Negativity bias or Negativity effect

  • Psychological phenomenon by which humans have a greater recall of unpleasant memories compared with positive memories.
  • ‘This organisation is so political, doesn’t really matter what we do as a team, the last time we failed to hit the deadline…. ‘

Optimism bias

  • The tendency to be over-optimistic, overestimating favourable and pleasing outcomes (see also wishful thinking, valence effect, positive outcome bias).
  • Might be considered a strength by some project managers, however can lead to dangerously misaligned expectations.

Ostrich effect

  • Ignoring an obvious (negative) situation.
  • We all know this can’t be done in time – but the PM dare not tell the governance board – they just don’t want to hear that.

Overconfidence effect

  • Excessive confidence in one’s own answers to questions. For example, for certain types of questions, answers that people rate as “99% certain” turn out to be wrong 40% of the time.
  • Are we going to finish on time?

Planning fallacy

  • The tendency to underestimate task-completion times.
  • A frequent challenge within teams as well as beyond the team.

Selective perception

  • The tendency for expectations to affect perception.
  • “I think we’re doing pretty well… ” – what do you mean you haven’t checked the SonarQube code quality charts for 3 months?…

Semmelweis reflex

  • The tendency to reject new evidence that contradicts a paradigm.
  • We have always reported project progress like this.. you’re real-time burnup chart with forecast just isn’t what the stakeholders expect. They want RAG status reports – once a month.
  • We reduce risk with tighter control and a risk log. When instead; Real-time data can give earlier sighting of issues. Whilst control is exerted through transparency and the self-organisations of peers.

Status quo bias

  • The tendency to like things to stay relatively the same
  • We’re too busy to make those changes – they’ll take time.

Subjective validation

  • Perception that something is true if a subject’s belief demands it to be true. Also assigns perceived connections between coincidences.

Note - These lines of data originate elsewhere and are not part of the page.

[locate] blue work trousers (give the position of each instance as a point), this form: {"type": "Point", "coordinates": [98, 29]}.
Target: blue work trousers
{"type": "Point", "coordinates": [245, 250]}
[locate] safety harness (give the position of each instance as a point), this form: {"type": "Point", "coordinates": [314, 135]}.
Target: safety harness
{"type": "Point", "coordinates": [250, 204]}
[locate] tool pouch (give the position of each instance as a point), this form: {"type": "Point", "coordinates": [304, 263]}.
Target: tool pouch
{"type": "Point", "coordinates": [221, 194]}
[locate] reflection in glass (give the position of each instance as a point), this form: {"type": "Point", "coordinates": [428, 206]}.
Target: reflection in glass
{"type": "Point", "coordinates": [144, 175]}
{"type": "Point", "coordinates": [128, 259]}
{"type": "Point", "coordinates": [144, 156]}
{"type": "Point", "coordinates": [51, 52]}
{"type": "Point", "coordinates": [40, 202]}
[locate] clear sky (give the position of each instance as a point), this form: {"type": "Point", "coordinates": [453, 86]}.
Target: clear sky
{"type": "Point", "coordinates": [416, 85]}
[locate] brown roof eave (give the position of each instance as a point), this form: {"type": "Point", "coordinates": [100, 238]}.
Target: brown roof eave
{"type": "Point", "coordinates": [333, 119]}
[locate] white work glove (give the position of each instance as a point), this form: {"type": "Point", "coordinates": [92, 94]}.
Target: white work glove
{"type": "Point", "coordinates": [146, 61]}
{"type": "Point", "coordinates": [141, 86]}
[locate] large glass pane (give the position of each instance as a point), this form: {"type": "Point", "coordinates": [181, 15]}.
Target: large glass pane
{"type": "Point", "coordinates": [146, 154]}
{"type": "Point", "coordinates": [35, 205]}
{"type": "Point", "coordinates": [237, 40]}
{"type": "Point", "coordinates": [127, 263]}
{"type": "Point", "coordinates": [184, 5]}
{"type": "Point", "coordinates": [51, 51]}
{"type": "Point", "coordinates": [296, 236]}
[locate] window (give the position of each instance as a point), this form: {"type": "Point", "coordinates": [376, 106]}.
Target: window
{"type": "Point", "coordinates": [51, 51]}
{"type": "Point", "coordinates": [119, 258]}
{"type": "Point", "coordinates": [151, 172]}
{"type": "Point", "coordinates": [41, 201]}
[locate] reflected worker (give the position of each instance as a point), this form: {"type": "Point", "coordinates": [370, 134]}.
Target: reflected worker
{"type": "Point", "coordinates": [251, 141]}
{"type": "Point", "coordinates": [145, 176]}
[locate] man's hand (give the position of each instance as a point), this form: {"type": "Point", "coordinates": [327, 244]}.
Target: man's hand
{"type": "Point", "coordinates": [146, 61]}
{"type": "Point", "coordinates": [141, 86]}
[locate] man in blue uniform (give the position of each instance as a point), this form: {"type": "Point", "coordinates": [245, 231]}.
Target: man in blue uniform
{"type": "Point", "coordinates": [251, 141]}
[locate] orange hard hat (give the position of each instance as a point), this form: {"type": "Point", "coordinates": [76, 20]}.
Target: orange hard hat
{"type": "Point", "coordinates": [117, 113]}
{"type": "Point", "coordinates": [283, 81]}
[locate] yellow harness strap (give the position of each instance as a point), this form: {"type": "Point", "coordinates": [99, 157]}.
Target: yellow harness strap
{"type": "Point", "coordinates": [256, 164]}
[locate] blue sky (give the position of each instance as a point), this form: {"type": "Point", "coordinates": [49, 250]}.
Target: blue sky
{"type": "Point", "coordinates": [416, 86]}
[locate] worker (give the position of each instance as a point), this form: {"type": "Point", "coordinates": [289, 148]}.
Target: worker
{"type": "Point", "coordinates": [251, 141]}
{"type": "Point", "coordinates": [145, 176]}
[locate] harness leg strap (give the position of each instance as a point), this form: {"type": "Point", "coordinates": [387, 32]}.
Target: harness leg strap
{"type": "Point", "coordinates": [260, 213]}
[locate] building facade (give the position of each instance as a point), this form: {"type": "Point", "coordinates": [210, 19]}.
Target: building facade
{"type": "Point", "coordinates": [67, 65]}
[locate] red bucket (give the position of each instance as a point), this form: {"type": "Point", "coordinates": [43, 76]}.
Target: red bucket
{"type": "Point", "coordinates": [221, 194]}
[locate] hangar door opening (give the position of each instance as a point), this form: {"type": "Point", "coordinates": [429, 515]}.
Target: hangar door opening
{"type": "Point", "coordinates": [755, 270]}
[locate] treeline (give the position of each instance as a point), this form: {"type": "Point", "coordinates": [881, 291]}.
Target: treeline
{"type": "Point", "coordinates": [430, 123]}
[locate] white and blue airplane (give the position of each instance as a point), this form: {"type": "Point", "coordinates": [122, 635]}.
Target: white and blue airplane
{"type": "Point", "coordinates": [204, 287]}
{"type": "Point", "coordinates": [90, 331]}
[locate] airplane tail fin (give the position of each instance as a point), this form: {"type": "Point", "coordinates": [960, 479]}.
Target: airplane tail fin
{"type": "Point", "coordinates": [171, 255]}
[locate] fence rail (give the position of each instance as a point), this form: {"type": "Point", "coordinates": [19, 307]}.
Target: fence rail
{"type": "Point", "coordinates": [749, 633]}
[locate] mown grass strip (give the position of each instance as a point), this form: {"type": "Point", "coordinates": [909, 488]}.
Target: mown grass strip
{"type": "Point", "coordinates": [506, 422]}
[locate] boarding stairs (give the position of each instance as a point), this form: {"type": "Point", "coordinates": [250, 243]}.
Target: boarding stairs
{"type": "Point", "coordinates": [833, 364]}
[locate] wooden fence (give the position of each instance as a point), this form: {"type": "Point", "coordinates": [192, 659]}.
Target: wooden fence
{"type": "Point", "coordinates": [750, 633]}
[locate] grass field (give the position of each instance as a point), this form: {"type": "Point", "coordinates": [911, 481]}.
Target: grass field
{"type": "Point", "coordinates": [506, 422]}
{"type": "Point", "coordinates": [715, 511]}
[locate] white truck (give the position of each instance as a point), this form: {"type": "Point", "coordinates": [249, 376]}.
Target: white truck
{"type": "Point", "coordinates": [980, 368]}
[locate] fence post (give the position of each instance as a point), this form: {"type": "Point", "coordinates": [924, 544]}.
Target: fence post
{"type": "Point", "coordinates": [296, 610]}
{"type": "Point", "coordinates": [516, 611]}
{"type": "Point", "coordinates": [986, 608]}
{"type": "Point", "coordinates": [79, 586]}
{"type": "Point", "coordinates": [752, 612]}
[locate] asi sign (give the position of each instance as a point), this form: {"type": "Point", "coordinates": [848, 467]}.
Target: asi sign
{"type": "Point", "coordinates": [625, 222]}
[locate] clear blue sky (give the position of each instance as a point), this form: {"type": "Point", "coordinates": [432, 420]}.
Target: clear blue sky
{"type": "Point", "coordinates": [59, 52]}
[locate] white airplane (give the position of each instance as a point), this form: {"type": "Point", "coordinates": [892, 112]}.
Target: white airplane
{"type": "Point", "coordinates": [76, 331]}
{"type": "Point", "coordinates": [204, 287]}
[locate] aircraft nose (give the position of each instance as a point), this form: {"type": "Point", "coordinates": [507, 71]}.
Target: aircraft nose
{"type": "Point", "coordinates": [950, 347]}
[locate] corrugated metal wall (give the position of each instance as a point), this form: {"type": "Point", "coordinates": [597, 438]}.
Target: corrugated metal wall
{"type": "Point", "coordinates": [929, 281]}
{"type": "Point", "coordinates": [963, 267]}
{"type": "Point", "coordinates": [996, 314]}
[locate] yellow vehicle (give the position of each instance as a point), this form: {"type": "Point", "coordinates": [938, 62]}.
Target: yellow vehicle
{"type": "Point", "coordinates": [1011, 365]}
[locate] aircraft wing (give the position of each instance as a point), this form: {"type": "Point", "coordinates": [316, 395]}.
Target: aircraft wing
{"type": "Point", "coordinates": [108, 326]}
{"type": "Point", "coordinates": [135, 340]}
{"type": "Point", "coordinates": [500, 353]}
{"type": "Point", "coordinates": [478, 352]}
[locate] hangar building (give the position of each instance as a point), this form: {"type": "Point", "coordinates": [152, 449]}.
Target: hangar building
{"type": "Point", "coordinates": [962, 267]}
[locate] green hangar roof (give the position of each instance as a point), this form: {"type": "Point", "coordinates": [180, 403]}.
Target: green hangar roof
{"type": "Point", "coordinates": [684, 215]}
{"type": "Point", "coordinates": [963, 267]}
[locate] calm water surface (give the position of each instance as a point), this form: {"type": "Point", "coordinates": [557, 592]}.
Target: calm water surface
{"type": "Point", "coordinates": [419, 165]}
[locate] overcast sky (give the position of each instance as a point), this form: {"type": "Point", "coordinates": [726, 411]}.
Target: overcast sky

Triviality / Parkinson’s Law of

  • The tendency to give disproportionate weight to trivial issues. Also known as bikeshedding, this bias explains why an organisation may avoid specialised or complex subjects, such as the design of a nuclear reactor, and instead focus on something easy to grasp or rewarding to the average participant, such as the design of an adjacent bike shed.
  • Let’s refresh the UI – rather than tackle the gnarly technical debt and have that awkward conversation with the architects.